Andrew Wheeler, the new acting chief of the Environmental Protection Agency, gave an address to career employees at the agency’s headquarters on Wednesday, and he went out of his way to signal to his new underlings—and the rows of press filling the back of the room—that he won’t run the agency like his predecessor Scott Pruitt, who resigned last week after months of ethical scandals.
A number of outlets, including the New York Times and the Washington Post, for instance, ran with that theme for their headlines, quoting a part of Wheeler’s speech where he said, “When it comes to leadership, you can’t lead unless you listen.”
Here’s the New York Times story, which had the headline, “‘You Can’t Lead Unless You Listen,’ New E.P.A. Chief Says, Signaling Break From Pruitt”:
And on Wednesday, in remarks to agency employees, Mr. Wheeler—who spent four years himself as an E.P.A. staff member in the 1990s — told them he wants their advice. That is a stark difference from Mr. Pruitt, who was known to be deeply suspicious of the agency’s career staff.
“When it comes to leadership, you can’t lead unless you listen,” Mr. Wheeler told a room of about 200 employees on Wednesday.
Wheeler seemed to be a fan of the story, since he tweeted it out.
But there’s one problem. Wheeler was borrowing one of Pruitt’s favorite lines. In a similar address Pruitt gave agency staffers on his first full day at the EPA in February 2017, he promised, “I seek to listen, learn, and lead with you to address the issues we face as a nation. You can’t lead unless you listen.”
And we all know how that promise turned out.
As one EPA staffer observed to me, Wheeler had a better “read of his audience” than Pruitt did when he gave the same address.

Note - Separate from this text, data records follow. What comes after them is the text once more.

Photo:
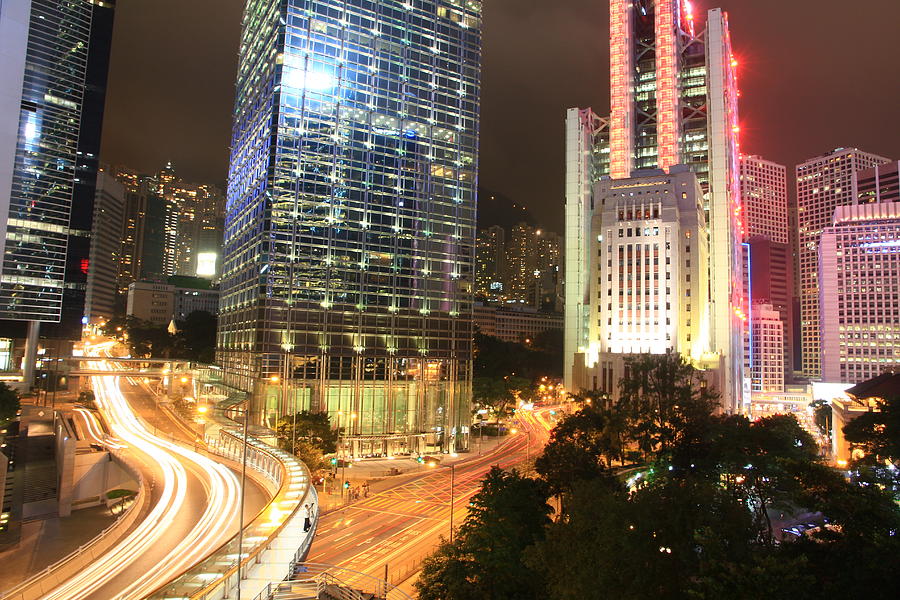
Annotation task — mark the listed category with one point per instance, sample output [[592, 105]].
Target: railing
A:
[[215, 576], [340, 583], [40, 583]]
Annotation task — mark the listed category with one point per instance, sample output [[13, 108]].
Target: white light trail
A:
[[213, 527]]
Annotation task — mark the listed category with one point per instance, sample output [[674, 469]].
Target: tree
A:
[[877, 432], [9, 404], [666, 400], [640, 545], [197, 337], [313, 428], [578, 450], [507, 515]]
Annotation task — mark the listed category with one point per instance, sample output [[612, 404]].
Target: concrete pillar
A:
[[30, 359]]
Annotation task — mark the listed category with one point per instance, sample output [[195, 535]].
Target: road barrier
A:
[[43, 582]]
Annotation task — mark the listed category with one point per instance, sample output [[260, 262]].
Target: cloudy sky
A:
[[815, 75]]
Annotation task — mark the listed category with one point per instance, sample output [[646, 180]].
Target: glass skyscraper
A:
[[44, 48], [350, 218]]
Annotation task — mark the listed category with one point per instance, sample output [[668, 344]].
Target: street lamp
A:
[[452, 481]]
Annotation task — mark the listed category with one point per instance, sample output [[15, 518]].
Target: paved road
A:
[[193, 511], [403, 524]]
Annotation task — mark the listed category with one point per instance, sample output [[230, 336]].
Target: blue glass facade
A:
[[34, 258], [350, 220]]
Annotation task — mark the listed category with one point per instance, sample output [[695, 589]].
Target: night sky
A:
[[815, 75]]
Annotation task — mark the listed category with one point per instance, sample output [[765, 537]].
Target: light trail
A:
[[210, 530]]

Wheeler’s speech emphasized the early years of his career when he worked at the agency and, without any direct reference to his predecessor’s controversies, he stressed several priorities that were famously weak areas of Pruitt’s—namely that Wheeler didn’t see the EPA workforce as his enemy.

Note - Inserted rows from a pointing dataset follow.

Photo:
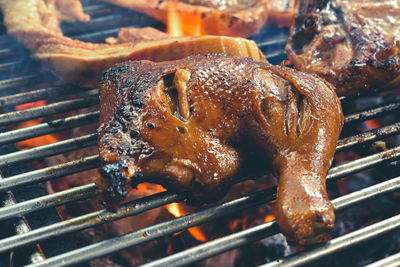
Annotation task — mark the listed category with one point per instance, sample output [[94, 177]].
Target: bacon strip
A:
[[35, 24]]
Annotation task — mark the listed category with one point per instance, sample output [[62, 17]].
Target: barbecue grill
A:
[[28, 210]]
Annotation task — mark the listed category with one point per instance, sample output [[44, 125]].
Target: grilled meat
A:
[[127, 35], [35, 24], [186, 124], [352, 44], [241, 18]]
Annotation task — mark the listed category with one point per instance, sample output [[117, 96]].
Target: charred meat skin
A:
[[181, 124], [352, 44]]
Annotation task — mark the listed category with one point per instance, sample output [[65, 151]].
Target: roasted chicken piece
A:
[[353, 44], [186, 124], [35, 24], [239, 18]]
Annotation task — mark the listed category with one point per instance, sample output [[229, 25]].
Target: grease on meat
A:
[[183, 124]]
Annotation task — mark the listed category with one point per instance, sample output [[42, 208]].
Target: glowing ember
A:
[[181, 23], [196, 232], [269, 218], [37, 141]]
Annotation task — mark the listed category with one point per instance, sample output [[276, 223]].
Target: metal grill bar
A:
[[150, 233], [90, 220], [46, 174], [34, 95], [141, 205], [391, 261], [368, 136], [253, 234], [334, 173], [49, 127], [21, 226], [21, 81], [47, 110], [47, 201], [6, 67], [49, 150], [53, 230], [9, 52], [281, 41], [369, 114]]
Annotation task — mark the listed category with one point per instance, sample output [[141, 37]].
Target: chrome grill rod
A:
[[43, 233], [109, 246], [253, 234]]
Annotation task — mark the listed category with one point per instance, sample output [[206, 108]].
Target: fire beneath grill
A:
[[49, 146]]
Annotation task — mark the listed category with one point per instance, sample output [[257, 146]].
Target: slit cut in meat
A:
[[235, 101]]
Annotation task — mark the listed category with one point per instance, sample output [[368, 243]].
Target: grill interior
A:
[[28, 211]]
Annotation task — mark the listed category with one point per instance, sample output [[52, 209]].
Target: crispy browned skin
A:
[[353, 44], [35, 24], [239, 18], [229, 18], [183, 124]]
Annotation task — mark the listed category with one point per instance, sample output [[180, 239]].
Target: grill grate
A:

While Wheeler made a pledge to EPA staffers “to defend your work, and I will seek the facts from you before drawing conclusions,” he outlined policy priorities that would be a continuation of Pruitt’s work, not a break. Before joining the EPA, Wheeler worked as an energy lobbyist for the coal company Murray Energy and spent more than a decade working for Pruitt’s climate-change-denying mentor, Sen. James Inhofe (R-Okla.). In a show of support, Inhofe attended Wheeler’s speech Wednesday.